Frank Talk from a Naked Winemaker

About 20 years ago I was sitting outside my little winery with a bunch of friends and for some reason I can’t remember now, I offered to run around the winery naked for 25 bucks. Those days are definitely gone. Today, when I think of myself as a naked winemaker it’s more about how I feel about wine than what I don’t have on.

Forty something years ago all we knew about was French wines, and anyone who knew anything about wine knew that French wine was really just about Bordeaux. Burgundies were too inconsistent, and those guys from Bordeaux had it all down, classification of 1856, Premier Cru Chateaux and all that. WE had the intelligence factor down. It was us, baby, we knew what was good and what was not; and we set about telling the world what we knew. Stupid.

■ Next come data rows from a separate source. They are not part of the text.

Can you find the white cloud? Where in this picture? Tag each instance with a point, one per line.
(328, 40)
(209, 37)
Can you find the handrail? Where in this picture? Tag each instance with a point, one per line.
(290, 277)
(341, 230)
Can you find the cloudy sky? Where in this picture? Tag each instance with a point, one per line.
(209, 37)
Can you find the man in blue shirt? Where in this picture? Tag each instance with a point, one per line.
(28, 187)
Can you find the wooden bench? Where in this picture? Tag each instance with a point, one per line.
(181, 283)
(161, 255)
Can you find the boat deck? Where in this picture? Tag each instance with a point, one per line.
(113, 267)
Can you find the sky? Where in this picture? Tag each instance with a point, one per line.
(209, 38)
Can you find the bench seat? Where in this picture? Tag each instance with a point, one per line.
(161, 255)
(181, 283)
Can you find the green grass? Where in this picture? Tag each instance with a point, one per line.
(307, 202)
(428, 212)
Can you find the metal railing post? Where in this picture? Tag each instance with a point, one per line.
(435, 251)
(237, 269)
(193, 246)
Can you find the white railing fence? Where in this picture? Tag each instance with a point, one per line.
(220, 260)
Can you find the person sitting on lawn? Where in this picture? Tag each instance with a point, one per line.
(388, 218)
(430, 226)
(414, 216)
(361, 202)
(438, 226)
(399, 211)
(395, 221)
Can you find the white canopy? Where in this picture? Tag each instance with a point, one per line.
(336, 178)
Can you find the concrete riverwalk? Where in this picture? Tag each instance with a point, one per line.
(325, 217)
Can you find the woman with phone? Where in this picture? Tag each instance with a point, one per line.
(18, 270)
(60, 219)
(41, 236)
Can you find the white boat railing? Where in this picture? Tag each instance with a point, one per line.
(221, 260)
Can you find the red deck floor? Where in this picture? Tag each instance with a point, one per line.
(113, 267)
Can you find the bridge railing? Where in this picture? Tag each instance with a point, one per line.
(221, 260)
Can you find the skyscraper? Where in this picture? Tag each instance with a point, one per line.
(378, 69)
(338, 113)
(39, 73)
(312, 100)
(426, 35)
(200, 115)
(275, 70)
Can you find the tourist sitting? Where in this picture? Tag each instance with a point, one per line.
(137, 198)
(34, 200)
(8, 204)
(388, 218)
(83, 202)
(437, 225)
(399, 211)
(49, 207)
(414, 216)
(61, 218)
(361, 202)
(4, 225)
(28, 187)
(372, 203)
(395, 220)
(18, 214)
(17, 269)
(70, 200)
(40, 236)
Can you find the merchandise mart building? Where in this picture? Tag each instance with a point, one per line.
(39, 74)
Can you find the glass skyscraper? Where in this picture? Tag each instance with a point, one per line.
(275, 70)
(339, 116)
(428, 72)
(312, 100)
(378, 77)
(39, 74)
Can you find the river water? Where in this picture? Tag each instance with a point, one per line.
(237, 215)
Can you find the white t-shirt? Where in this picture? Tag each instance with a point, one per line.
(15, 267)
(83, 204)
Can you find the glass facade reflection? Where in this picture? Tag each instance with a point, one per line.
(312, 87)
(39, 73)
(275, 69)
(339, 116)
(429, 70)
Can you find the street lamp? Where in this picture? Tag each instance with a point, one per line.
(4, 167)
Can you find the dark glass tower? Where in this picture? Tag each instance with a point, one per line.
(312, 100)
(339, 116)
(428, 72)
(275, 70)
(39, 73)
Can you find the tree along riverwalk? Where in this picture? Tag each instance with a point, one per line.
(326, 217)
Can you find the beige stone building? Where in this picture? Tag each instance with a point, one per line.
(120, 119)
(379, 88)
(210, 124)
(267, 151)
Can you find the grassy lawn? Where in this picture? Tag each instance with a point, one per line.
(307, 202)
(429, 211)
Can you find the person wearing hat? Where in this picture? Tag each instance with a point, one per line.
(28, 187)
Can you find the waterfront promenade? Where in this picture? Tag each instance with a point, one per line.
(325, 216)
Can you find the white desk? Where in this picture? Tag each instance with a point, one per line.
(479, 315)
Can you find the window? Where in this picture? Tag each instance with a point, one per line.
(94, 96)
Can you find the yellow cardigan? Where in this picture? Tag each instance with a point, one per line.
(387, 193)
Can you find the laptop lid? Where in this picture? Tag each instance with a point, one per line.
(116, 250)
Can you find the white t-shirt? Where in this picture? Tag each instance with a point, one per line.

Really stupid. I cringe now when I think of how we dressed up in robes and superior conversation and tried to make wine something that only others like us could understand and enjoy. And thereby created the mystique, the mumbo-jumbo and the fear factor that has kept the consumption of wine down while sales of other alcoholic beverages soared.

Forty years later, many generations later, having watched subsequent wine drinkers learn about and embrace a simpler wine culture, I find myself in a completely different frame of mind. I find myself naked. Unencumbered by the old rules and restrictions. My god, I have found that unclassified wines can taste really good. Inconceivably, Burgundy (Pinot Noir) has produced wines of equal quality to Bordeaux (Cabernet and Merlot blends). California wines have shown to not only taste good as young wines but are age-worthy. Argentine Cabs are delicious. And, shockingly, East Coast American vineyards have proven to win in blind tastings against all of the above.

Naked, naked, naked, I am totally exposed and naked. Wrong, wrong, wrong, I was dead wrong about what would taste good. Yesterday’s standards simply do not apply to today’s wines. Not only has my taste expanded but wine regions around the world have become more skilled at winemaking and there are many, many more (very good) options.  And in my new stripped down state, I’m trying to drink them every night!

Having gone through this whole metamorphosis from wine snob to naked winemaker, it is my goal in this column to pass on some bare and simple tips and to share my experiences with some of the great value wines out there today. So, let me start by steering you to two delicious examples I recently discovered while judging Dan Berger’s Riverside International Wine Competition in California.

2008 Pinot Blanc, Peller Estates, Okanagan Valley, Canada,$10.20/750 ml bottle!!! Won the Riverside International Competiton's white sweepstakes award. Worth a trip to pick up a bottle at the winery.

2007 Merlot, Tinchero Family Estates, California, $15.99/1.5Liter bag-in-box. Took a gold and is deffinately the value red of the competition.